Here, a single one is able to deliver 300V pp:

Of course, you'll need some addotional current buffering if you intend to drive G2's !


pmillett 11th June 2008 05:06 PM

I've used 12BY7 as an error amp in an adjustable bench supply that has up to 500-600V DC plate-to-cathode. No problems.

I picked the 12BY7 after looking at the physical structure - the distance between the plate and other elements is very large.

The design-center rating is 300V, so as Yves noted, it should be OK up to 600V...


Rod Coleman 11th June 2008 05:31 PM

How about the C3m?

Cold anode spec (Vao) is 550V, and although the dc operating Va max is 300V, I am confident you would get away with:

B+=550V; Vg2=220V by divider, Rk=5,1K, Ra=100K; Ia would be 2mA and S would be around 3mA/V for a gain of ~300. It should be able to swing nearly 400V, and a small liberty with the Supply voltage should take it above that.

Your anode dissipation will be below 1W in a 4W valve, so getting quite near the Va0 value is much less likely to burn up the part too soon. And it's a 10000 hour rated SQ item in the first place!

Tubes4e4 12th June 2008 08:34 AM

When doing my tube characteristics plots/traces, I often run even tiny triodes or pentodes quasi-statically (for some minutes) at anode voltages of up to, say, 550-600V. This should not be an inivitation to exceed manufacturer specs regularly and thoughtlessly, though.

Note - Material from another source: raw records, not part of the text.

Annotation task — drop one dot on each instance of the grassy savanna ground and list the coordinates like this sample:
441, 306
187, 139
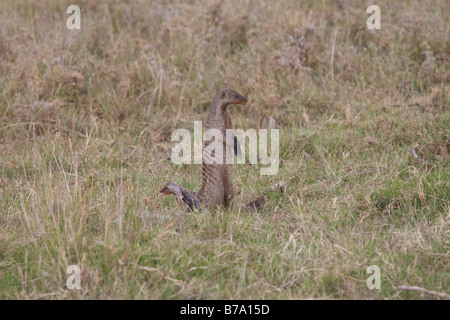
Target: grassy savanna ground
86, 118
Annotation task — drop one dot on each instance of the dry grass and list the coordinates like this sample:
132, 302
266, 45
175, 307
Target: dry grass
85, 123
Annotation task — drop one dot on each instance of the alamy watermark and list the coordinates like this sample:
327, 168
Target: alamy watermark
374, 281
74, 280
222, 149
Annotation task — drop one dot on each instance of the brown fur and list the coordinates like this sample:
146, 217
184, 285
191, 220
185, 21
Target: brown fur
217, 184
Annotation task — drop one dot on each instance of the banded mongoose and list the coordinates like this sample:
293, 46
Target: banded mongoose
217, 185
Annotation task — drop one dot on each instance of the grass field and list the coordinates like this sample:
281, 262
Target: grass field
86, 118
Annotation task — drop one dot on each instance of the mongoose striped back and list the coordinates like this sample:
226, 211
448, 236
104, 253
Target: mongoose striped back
217, 185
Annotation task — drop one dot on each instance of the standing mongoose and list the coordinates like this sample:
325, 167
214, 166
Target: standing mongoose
217, 185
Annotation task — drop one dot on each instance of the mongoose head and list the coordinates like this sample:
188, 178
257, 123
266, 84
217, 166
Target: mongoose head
172, 188
227, 97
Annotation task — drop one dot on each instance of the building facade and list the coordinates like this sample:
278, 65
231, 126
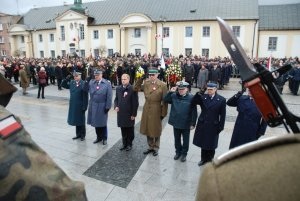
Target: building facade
142, 27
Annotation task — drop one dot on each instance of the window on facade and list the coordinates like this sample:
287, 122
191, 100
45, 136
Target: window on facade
96, 34
40, 38
188, 31
138, 52
236, 30
82, 53
3, 52
166, 32
63, 53
188, 51
96, 52
62, 33
206, 31
110, 33
52, 53
81, 32
166, 52
110, 52
137, 32
51, 37
272, 46
205, 53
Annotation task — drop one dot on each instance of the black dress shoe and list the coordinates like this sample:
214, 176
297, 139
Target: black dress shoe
176, 157
97, 140
148, 151
202, 163
122, 148
183, 158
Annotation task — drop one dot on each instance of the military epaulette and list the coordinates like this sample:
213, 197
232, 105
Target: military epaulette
255, 146
9, 126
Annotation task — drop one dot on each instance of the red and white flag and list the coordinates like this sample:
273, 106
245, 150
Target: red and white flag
162, 62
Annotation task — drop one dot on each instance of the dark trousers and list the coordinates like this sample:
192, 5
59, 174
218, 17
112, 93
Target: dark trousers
207, 155
80, 131
41, 87
127, 135
181, 148
101, 133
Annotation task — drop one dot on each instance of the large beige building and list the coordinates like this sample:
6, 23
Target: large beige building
142, 26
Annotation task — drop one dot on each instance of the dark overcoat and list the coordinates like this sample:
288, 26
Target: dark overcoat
154, 108
211, 120
78, 102
127, 101
100, 102
249, 125
182, 115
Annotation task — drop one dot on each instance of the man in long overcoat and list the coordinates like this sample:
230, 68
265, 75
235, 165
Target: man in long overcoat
249, 125
77, 105
154, 109
99, 104
126, 105
210, 122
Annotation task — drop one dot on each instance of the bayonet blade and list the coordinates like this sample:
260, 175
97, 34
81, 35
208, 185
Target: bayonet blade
236, 51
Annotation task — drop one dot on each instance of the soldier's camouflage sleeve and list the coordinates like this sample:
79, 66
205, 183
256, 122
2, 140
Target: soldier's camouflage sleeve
27, 172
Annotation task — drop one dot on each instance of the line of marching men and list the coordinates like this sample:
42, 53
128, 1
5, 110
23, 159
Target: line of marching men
249, 125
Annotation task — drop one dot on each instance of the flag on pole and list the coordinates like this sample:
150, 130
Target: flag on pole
162, 62
269, 63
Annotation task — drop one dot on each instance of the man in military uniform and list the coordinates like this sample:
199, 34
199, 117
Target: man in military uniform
99, 104
182, 117
154, 109
77, 105
26, 171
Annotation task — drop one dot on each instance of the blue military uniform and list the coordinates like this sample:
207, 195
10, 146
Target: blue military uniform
99, 104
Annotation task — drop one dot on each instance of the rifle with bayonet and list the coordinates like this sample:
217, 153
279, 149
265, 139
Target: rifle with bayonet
260, 83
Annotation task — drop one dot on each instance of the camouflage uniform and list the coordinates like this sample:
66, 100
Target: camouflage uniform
27, 172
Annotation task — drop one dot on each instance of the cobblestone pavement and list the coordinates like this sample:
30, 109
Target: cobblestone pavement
155, 178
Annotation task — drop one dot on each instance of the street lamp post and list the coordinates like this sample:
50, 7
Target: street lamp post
77, 27
163, 21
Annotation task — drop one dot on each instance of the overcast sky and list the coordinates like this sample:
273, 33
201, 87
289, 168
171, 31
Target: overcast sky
23, 6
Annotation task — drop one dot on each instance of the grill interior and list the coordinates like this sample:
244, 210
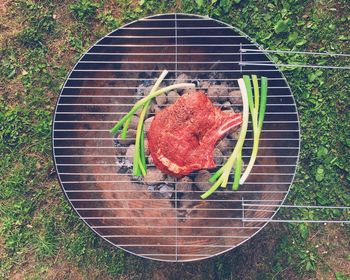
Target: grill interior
102, 87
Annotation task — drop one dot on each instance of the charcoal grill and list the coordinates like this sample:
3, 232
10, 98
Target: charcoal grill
102, 87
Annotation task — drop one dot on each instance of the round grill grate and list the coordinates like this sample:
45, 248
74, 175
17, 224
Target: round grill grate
103, 86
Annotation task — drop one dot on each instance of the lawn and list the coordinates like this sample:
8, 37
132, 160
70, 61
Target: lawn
40, 235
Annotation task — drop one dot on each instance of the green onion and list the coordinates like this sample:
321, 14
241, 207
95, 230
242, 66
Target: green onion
125, 128
141, 102
238, 170
139, 164
139, 156
223, 173
258, 115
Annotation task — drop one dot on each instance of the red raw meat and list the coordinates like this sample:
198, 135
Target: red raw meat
182, 137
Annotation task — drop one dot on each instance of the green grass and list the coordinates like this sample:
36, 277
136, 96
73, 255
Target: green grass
40, 233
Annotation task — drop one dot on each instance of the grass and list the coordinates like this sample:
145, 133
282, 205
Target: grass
42, 238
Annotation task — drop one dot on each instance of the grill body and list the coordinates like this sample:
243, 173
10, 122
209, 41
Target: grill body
101, 88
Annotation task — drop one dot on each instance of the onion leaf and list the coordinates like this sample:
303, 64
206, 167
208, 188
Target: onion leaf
141, 102
258, 119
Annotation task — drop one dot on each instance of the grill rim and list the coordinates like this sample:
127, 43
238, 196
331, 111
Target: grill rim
148, 256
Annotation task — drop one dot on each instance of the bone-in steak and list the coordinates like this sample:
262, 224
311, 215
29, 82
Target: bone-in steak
182, 137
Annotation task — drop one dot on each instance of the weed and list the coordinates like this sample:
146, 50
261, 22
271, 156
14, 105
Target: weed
84, 10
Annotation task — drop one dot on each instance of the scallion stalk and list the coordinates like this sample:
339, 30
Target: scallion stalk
258, 119
222, 178
141, 102
238, 171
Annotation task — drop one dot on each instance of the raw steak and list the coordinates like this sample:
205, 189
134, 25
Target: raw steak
182, 137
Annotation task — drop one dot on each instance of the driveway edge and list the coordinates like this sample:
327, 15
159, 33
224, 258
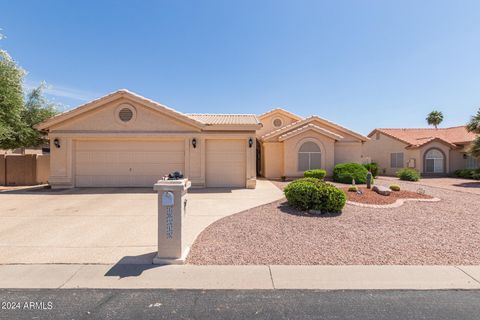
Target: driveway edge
389, 277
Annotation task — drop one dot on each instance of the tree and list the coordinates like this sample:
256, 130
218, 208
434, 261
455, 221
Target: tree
11, 102
434, 118
474, 126
37, 109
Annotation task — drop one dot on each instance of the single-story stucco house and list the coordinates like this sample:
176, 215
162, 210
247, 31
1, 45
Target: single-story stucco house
126, 140
289, 144
430, 151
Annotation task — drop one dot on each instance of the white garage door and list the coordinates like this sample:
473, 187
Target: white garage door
126, 163
225, 163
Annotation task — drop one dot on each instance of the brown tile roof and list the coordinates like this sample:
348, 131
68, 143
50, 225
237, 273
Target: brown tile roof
226, 119
420, 136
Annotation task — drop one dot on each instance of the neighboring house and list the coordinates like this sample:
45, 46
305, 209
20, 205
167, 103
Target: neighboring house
288, 144
125, 140
430, 151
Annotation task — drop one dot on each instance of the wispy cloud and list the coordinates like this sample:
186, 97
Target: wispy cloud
63, 91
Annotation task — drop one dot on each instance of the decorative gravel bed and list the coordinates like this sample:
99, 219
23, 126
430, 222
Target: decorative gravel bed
371, 197
446, 232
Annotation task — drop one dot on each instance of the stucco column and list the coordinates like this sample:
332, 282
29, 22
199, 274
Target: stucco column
172, 197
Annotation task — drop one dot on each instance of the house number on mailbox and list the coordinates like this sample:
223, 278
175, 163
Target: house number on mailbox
168, 202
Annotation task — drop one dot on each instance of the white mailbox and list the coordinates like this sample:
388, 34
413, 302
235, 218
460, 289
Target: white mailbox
168, 199
172, 196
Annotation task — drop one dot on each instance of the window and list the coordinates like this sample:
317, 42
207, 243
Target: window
471, 162
309, 156
277, 122
434, 161
396, 160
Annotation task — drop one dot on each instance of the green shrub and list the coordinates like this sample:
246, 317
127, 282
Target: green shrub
395, 187
346, 172
302, 193
408, 174
312, 193
373, 167
331, 199
317, 173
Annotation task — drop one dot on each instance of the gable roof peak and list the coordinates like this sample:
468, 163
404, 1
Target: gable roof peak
280, 110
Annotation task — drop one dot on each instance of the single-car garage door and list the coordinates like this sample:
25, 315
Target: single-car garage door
126, 163
225, 163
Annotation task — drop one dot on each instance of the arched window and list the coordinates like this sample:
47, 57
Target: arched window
309, 156
434, 161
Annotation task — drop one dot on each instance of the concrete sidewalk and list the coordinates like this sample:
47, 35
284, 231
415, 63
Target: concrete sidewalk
239, 277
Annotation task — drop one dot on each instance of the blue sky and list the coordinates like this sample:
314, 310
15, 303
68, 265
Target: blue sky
362, 64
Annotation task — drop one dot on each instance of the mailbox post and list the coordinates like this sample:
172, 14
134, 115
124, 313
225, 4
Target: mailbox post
172, 197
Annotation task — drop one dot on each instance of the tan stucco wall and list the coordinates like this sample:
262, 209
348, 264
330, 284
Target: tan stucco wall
436, 145
103, 119
379, 151
267, 123
272, 158
348, 152
2, 170
456, 160
292, 145
43, 168
100, 125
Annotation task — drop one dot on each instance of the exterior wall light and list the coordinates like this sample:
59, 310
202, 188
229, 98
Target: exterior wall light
56, 142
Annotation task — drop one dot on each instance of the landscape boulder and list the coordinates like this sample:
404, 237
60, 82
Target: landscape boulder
384, 191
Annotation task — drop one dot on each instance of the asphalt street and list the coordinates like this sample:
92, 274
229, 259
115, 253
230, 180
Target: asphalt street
238, 304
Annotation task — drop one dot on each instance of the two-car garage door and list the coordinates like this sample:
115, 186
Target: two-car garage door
140, 163
126, 163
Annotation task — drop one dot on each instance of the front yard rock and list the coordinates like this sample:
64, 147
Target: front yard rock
384, 191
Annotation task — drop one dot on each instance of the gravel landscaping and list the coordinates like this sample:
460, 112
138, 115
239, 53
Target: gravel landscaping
371, 197
417, 233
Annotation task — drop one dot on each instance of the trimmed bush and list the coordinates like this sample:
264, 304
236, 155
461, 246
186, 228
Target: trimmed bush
395, 187
373, 167
317, 173
312, 193
331, 199
346, 172
408, 174
352, 189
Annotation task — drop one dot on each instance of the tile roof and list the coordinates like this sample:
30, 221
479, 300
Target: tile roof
420, 136
225, 119
311, 126
285, 112
309, 120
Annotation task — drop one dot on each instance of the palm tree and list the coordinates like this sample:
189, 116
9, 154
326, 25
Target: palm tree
434, 118
474, 126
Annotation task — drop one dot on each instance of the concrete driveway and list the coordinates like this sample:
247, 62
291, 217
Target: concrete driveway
106, 225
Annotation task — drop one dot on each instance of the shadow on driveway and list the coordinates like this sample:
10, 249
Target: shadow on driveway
133, 266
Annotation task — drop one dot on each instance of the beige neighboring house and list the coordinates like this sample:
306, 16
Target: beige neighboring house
126, 140
430, 151
289, 144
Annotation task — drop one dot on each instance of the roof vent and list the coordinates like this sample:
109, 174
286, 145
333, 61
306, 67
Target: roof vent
125, 114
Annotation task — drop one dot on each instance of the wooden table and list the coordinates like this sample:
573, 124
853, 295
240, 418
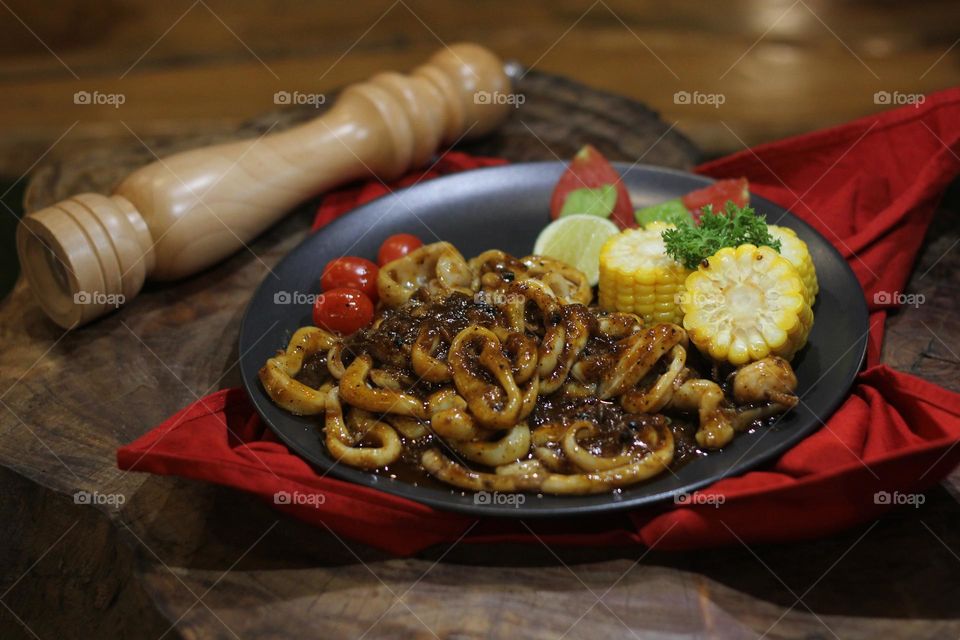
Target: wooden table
185, 559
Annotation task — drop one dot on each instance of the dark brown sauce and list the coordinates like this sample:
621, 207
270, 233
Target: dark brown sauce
389, 340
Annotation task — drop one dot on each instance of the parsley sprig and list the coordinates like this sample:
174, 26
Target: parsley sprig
690, 245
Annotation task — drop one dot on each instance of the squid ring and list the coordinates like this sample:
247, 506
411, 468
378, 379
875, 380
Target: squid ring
495, 406
422, 358
356, 390
584, 459
449, 417
642, 350
510, 448
655, 398
526, 476
277, 375
342, 442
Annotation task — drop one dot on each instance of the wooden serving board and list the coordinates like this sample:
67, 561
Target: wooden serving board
189, 560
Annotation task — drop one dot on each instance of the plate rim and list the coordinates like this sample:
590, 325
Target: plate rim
423, 495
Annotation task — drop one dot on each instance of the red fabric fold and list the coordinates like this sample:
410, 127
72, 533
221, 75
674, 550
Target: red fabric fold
870, 187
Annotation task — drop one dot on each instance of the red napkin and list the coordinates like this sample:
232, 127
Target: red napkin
870, 187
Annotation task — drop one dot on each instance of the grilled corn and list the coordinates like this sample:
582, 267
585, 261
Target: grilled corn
637, 276
746, 303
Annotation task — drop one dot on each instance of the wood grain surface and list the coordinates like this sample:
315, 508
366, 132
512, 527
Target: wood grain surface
783, 66
191, 560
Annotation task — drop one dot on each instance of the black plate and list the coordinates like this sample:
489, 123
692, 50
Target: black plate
505, 208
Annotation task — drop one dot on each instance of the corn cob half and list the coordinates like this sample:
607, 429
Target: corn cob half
637, 276
746, 303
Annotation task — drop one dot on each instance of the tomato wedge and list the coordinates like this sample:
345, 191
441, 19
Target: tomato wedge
343, 310
589, 169
397, 246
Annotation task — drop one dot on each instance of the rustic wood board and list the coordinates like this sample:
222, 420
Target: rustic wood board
188, 560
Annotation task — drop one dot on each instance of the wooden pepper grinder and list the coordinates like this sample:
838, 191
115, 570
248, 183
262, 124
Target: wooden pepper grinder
86, 255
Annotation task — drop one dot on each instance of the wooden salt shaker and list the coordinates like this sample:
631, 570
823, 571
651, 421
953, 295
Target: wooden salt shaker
85, 255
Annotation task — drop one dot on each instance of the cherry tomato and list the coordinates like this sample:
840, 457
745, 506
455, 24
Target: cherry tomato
342, 310
397, 246
353, 273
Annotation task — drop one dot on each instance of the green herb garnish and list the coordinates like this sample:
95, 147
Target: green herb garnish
593, 202
737, 225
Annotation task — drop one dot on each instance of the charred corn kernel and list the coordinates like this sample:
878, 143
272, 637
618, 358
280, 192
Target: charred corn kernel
746, 303
795, 250
637, 276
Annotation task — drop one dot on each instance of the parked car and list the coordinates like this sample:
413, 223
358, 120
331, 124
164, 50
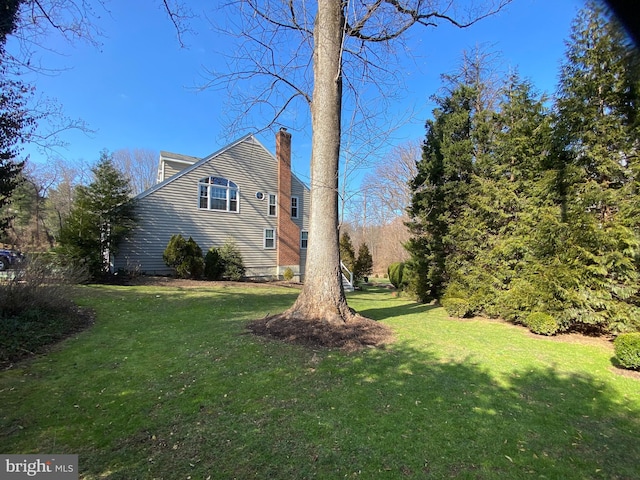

Besides (external and internal) isolation considerations, in my opinion one general but major issue with tubes running on massively exceeded (statical) anode voltages is the danger of cathode material spalling during heat-up time with the anode voltage already being present. So, first let the heater come up to regular operation temperature, then raise the anode voltage to the desired value slowly, but not abruptly.


Tom Schlangen

Rod Coleman 12th June 2008 10:16 AM


So, first let the heater come up to regular operation temperature, then raise the anode voltage to the desired value slowly, but not abruptly.
Tom, sounds like you're recommending some TV Boost diodes (damper diodes with nice slow warm-up) for mains rectification duty, a very good idea!


bedeutet dieses Wort - "verderbend, (spoiling)"?

Tweeker 12th June 2008 10:28 AM

Wikipedia-Spall are flakes of a material that are broken off a larger solid body and can be produced by a variety of mechanisms, including as a result of projectile impact, corrosion, weathering, cavitation, or excessive rolling pressure (as in a ball bearing). Spalling and spallation both describe the process of surface failure in which spall is shed.

Seen often with concrete.

oldeurope 12th June 2008 10:32 AM

Hi Gordon,
E(C)L80 :)

Tubes4e4 12th June 2008 03:59 PM

Rod, Tweeker,

well, translating technical terms by picking from several alternatives from a dictionary sometimes gives funny results :) but I think "spalling" is quite to the point - at least better suited than "blistering", I think.

The cathode paste surface can get micro-cracks under such conditions, with little "chips" or "spalls" literally being ripped off the surface by the high tension.

This high tension problem is a general one not only on heat-up but also continuous service with indirectly heated cathodes and even with dull emitters (coated and directly heated cathodes).

That is why bright emitters (uncoated directly heated pure tungsten cathodes) are preferred for high tension and high power duty, like with transmitting tubes running typically at anode voltages starting with, say 1kV and above.